Friday, May 21

New Computer Conundrum

So I have been recently been given the go ahead to purchase/build a brand new computer. Having done this in the past with my previous computer and also for a few computers for friends, I figured that this would be a fairly simple task.

Unfortunately I was wrong.

In the last few months there has been quite a lot of new specifications released, which make the simple comparison between X part and Y part not so easy any more, I'll explain...

My old computer was an Intel Core 2 Duo e-6600 with 6 GB of DDR2 memory (amongst other things). Comparing it say to an Intel Core 2 Duo e-8400 is a fairly trivial task, it's obvious that the e-8400 will be faster/better than its e-6600 counterpart.

However when specifying (read: browsing online stores and putting prices together) my latest machine I encountered a few areas of uncertainty, which CPU to get, which motherboard, which case etc...

The main problem that I encountered was with the release of SATA-3.0 standard and USB-3.0 standard, which with all new things can be difficult to dissect. Essentially the new standard allows USB devices and Hard-drives to run at much higher speeds, the downside being that (on some systems at least) this speed is shared with the graphics card (which if you are trying to play the latest games isn't exactly a good thing)

The next issue that I came across was with the Hard-drive(s), initially I thought I would just run 2x mechanical drives in a RAID-0 configuration, but with the price of Solid-State-Drives falling recently they present an interesting alternative.

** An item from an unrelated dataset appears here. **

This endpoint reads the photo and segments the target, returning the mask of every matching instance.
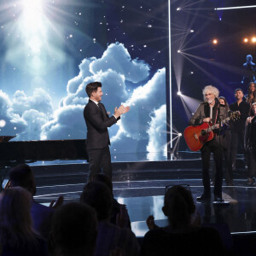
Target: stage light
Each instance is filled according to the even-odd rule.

The specifications/speeds of SSD's are incredible but they are much more expensive than their mechanical brothers (i.e. $240 for 60GB vs $129 for 1000 GB)

In the past you had the option of 2 main CPU makers (AMD & Intel) and that was really the toughest choice, now days you have 2 CPU makers, 20 different variations on actual chips, 6-8 different memory speeds, 2 different Hard-drive technologies and that's just the tip of the iceberg...

I have to ask, in this circumstance is more choice better for the consumer or does it just lend itself to confusing specifications and difficulty in comparing these?

1 comment:

Whitey said...

If you keep up with things as they go, it's not too hard.

I know what you mean though - I stopped keeping with the hardware scene for about 3 months and loads of new products just appeared from nowhere =/.